Below is an extended version of the lightning talk I presented at the Society of American Archivist’s annual meeting on August 16, 2014
The repository I work in, Hagley Museum and Library, houses materials created by a variety of business and organizations, some defunct, others still active. Due to the proprietary nature of the business records we collect in addition to the privacy and security concerns of active corporations, many of our collections are on deposit or closed for twenty-five years or more.
In 2012, Hagley received a large hybrid collection, consisting primarily of textual analog materials, in addition to a number of born-digital records. The records were created by various tech corporations during the normal course of business in the late 1990s and early 2000s and document aspects of the dot-com boom and bust, an area of research where primary sources are sorely lacking.
Even though the collection is closed for twenty-five years from date of creation, I could not let the electronic records sit on a shelf untouched during that time, as with paper records. Given the potentially high research value of the collection, I decided the preservation of its born-digital content was a top priority, particularly since much of it resided on physical media that is already at risk for loss. With the assistance of a few coworkers, I culled hundreds of record cartons to discover the following obsolete media formats: 349 compact discs; 134 3.5” floppy disks; 113 digital linear tapes (DLT); 49 digital data storage tapes (DDS); 19 quarter-inch mini cartridges; 15 Travan cartridges; and 8 zip disks.
Although the CDs and floppy disks presented few problems, the remaining obsolete formats offered a lesson in how complex data recovery can be. My attempts to use “freecycled” drives and jerry-rig old PCs were just not working. Even if I could connect a computer to the exact generation DLT or DDS drive to read the tapes, I would also need to know the software program used to create the backup, which could vary widely depending on the date of creation, then successfully install it, and cross my fingers the media was not encrypted or corrupt.
Since Hagley is a small shop with limited in-house resources, it was clear to me that outsourcing the data extraction was the best course of action. After consulting several vendors, I found a company that specializes in data extraction and indexing of backup tapes. The vendor’s office was close enough I could make an in-person visit to the digital lab and test out data retrieval on a few backup tapes, free of charge. Although the lab is not set up to read Travan or quarter-inch mini-cartridges, the vendor successfully read the DLT and DDS tapes I brought.

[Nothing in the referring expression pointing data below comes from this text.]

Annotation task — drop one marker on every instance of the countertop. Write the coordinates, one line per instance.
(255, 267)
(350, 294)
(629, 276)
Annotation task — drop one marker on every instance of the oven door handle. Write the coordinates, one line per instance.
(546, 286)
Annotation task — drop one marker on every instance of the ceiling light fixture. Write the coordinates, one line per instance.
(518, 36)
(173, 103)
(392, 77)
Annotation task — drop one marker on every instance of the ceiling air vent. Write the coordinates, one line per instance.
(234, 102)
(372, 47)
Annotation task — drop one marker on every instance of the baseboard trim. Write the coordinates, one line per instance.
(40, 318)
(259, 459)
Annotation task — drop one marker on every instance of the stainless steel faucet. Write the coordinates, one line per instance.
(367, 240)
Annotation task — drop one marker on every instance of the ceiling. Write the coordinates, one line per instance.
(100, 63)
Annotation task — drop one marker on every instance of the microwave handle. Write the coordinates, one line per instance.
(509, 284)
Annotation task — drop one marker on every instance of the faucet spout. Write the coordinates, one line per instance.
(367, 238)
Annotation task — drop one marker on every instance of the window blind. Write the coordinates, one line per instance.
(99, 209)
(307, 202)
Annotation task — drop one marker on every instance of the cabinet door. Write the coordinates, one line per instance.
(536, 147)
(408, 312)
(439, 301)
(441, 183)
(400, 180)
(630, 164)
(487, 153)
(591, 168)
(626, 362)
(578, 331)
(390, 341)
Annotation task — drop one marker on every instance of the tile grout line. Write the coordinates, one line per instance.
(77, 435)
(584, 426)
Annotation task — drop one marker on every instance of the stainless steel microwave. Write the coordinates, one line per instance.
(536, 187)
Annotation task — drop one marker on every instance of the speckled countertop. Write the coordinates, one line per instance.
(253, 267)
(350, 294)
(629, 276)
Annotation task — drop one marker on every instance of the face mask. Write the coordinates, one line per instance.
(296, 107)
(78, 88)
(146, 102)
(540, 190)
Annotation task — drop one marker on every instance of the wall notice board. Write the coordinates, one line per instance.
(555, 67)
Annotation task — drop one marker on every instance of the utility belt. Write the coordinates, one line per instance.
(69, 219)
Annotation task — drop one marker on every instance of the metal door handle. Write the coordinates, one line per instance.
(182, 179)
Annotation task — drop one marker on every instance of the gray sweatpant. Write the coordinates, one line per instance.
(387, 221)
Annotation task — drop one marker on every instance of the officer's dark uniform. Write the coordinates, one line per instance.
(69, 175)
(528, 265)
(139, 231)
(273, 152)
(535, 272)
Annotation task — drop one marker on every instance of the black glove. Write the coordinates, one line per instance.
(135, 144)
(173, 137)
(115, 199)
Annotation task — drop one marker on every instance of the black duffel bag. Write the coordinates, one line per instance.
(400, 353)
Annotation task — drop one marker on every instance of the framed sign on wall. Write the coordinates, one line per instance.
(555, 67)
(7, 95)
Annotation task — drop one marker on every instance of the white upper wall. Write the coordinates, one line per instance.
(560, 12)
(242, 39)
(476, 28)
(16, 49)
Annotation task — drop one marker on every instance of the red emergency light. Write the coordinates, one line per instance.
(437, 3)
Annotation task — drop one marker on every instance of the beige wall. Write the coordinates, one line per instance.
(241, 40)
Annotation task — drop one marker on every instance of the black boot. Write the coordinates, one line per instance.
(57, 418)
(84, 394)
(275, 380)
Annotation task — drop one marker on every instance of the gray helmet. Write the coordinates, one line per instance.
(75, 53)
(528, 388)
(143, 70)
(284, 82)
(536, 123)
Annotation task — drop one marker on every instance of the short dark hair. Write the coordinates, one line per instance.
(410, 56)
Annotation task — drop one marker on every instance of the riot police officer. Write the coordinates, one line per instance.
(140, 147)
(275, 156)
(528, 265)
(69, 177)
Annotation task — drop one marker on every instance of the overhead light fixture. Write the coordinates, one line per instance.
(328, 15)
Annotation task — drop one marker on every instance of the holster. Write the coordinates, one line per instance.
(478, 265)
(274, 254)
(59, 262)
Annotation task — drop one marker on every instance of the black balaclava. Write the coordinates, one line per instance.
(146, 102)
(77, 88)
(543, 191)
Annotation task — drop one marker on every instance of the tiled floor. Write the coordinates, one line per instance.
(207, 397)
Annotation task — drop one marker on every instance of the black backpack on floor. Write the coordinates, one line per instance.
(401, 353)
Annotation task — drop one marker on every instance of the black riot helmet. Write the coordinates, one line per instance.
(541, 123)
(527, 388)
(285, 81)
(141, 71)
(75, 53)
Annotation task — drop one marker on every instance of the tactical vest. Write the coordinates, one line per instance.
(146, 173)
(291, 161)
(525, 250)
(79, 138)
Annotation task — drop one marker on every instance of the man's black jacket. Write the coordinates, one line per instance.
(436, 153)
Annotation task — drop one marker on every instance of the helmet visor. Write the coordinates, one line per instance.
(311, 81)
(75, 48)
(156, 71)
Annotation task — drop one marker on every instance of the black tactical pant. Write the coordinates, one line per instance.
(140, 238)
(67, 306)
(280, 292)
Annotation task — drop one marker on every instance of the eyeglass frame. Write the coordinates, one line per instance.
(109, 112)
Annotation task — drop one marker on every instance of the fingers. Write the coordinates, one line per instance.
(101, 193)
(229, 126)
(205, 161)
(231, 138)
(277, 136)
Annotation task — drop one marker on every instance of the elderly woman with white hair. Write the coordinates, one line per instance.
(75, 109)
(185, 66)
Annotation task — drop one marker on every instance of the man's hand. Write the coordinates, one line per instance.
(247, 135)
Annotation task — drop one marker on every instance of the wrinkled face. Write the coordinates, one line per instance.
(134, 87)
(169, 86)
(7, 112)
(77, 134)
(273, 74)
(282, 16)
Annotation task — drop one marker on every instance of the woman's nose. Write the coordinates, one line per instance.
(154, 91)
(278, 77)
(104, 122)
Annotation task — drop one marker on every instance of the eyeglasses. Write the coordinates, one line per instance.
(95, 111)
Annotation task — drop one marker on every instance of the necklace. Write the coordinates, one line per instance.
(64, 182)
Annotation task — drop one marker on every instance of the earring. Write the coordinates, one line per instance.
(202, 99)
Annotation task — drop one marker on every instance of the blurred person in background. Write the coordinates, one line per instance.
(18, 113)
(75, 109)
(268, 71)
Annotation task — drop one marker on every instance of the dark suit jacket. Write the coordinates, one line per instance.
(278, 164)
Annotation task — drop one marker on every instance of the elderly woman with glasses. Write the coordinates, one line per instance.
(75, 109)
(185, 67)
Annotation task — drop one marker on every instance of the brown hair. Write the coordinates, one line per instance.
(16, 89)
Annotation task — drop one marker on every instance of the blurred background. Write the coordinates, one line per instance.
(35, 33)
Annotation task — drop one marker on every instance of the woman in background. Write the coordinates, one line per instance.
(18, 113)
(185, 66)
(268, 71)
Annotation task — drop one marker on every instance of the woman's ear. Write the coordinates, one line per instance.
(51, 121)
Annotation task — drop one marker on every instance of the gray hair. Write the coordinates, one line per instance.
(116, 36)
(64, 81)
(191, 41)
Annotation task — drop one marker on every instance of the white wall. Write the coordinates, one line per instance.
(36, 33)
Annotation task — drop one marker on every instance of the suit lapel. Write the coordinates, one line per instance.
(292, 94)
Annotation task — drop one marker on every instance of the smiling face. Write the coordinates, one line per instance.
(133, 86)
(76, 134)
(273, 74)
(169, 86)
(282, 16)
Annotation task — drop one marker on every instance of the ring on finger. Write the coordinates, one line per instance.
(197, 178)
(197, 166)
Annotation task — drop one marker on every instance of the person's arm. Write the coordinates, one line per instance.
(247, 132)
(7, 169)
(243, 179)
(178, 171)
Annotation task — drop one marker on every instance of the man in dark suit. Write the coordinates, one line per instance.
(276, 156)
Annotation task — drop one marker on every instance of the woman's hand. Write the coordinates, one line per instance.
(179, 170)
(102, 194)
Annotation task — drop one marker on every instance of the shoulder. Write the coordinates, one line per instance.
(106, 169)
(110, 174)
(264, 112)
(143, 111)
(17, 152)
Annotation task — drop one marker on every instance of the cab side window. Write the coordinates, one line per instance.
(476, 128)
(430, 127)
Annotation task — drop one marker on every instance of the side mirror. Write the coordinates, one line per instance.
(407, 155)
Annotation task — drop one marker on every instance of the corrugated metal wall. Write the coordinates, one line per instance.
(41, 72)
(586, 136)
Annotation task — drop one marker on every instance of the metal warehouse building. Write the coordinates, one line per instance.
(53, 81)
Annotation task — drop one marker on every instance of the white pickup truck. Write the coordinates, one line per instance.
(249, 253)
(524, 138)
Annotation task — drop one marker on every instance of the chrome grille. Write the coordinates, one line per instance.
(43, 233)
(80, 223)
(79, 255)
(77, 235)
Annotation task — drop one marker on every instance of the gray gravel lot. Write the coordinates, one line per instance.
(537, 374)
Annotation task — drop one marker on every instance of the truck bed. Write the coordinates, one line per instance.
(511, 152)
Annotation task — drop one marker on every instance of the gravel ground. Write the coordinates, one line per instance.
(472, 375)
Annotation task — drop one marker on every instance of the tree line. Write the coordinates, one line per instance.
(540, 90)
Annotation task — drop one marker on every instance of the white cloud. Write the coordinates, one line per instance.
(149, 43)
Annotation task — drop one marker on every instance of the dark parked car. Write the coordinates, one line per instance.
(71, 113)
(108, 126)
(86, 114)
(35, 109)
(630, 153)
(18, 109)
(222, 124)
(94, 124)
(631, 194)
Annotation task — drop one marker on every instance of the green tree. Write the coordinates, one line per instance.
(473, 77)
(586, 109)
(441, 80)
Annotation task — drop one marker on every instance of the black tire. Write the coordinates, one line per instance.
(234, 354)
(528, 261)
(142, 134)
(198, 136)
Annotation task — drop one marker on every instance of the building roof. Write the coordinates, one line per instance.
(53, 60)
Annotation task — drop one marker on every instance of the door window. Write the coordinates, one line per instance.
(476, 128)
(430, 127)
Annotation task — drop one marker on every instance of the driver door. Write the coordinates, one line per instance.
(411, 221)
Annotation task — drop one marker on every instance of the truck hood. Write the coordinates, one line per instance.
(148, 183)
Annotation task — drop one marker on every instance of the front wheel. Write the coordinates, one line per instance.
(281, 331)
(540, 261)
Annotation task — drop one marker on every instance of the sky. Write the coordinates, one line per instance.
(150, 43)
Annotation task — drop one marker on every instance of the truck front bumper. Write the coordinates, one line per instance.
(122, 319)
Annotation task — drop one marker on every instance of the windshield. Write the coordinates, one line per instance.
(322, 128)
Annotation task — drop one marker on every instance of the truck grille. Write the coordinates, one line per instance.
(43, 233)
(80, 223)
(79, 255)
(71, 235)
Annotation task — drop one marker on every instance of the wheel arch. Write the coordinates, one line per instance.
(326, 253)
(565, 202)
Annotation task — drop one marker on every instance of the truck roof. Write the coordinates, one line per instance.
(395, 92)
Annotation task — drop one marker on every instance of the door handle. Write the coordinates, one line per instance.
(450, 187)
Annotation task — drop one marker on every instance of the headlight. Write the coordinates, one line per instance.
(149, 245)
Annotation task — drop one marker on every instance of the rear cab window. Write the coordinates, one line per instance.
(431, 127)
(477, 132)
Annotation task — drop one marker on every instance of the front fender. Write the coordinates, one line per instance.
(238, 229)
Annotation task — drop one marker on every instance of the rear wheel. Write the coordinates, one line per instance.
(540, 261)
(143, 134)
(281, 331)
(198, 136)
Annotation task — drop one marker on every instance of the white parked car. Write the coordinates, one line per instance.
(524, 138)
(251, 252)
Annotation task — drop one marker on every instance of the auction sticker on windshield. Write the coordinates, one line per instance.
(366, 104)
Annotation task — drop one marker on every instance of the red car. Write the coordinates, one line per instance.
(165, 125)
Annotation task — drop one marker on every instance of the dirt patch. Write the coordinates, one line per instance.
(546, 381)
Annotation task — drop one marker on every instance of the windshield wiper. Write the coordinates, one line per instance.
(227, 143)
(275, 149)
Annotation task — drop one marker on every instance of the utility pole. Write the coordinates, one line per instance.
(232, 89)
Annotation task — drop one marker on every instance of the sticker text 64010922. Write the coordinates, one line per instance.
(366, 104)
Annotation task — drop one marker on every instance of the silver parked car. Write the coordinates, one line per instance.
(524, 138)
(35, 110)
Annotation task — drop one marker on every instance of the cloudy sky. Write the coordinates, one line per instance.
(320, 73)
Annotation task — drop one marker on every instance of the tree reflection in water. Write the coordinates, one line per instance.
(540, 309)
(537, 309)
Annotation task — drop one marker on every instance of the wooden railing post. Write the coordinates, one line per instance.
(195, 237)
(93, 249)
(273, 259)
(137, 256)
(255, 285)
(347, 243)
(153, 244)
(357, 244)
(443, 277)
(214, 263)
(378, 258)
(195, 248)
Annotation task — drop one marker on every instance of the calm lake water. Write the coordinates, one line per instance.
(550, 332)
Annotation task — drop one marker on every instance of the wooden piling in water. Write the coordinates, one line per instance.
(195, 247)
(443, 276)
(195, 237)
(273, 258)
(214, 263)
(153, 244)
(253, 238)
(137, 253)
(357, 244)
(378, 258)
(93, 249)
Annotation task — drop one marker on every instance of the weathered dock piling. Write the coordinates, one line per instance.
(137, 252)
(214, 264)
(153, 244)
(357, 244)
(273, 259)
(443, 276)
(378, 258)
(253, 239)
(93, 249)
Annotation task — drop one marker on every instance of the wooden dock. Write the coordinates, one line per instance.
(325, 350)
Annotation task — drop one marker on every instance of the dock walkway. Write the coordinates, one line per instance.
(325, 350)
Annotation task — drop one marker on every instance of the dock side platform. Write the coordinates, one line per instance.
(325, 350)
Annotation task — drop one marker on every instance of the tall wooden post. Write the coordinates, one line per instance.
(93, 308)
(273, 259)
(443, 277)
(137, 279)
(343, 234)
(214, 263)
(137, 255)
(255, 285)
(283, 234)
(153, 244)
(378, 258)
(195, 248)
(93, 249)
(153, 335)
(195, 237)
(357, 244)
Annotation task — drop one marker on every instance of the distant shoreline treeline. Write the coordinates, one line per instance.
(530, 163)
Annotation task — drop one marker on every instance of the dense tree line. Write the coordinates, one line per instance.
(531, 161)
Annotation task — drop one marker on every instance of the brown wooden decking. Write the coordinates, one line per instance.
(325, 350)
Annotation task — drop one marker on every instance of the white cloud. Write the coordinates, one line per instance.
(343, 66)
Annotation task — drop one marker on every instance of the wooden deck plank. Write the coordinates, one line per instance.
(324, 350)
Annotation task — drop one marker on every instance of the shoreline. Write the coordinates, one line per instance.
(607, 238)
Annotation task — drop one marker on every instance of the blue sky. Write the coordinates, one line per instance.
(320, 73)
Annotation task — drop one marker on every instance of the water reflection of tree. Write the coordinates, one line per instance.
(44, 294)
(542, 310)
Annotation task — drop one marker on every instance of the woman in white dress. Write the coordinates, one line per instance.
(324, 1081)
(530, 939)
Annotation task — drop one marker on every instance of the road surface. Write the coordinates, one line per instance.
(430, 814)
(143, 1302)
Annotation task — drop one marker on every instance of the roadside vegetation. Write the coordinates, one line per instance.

After establishing a budget for the first phase of the project, I sent the vendor a sample consisting of five DLT and three DDS tapes. Less than a week later, the vendor provided me with access to the indexed data from seven out of eight tapes. After a brief training session, I was able to access the content in the vendor’s hosted system via a web browser where I could eliminate duplicates, search item-level full-text and metadata, and filter content by file type, format, and date. I then tagged data of potentially high research value for download. Due to the size of the collection, I was strict with appraisal, retaining only about ten percent of the data. The original media was returned to Hagley a few weeks later. Having successfully completed the first phase of the project, we will continue to use the same company for the remaining tapes.
In conclusion, here are a few key points to consider when outsourcing data recovery and retrieval. First, ask yourself if the data is even worth recovering. Not all collections are created equal and neither are all born-digital records. Next, do you have the in-house resources to read and extract the data to a secure storage area? Even if no is the answer, this does not mean you should immediately search for a vendor. Instead, consider the short-term and long-term costs of performing the data retrieval in-house. Perhaps the fiscal and temporal costs to your repository are sustainable. Remember such costs include purchasing, installing, and maintaining equipment and software, training yourself and other employees to use the system, perhaps even hiring a new staff member. How often do you anticipate using the system in the near future? If the data resides on a very rare and expensive media format your repository will likely never encounter again, it may not be worth the time and effort to do in-house. More importantly, before turning to a vendor, consider collaborating with another organization or institution to retrieve the data. They may have equipment and resources you need and vice versa. Finally, if you do decide to outsource, research and compare vendors; get quotes; read the vendor agreement carefully before committing; and always send a sample first.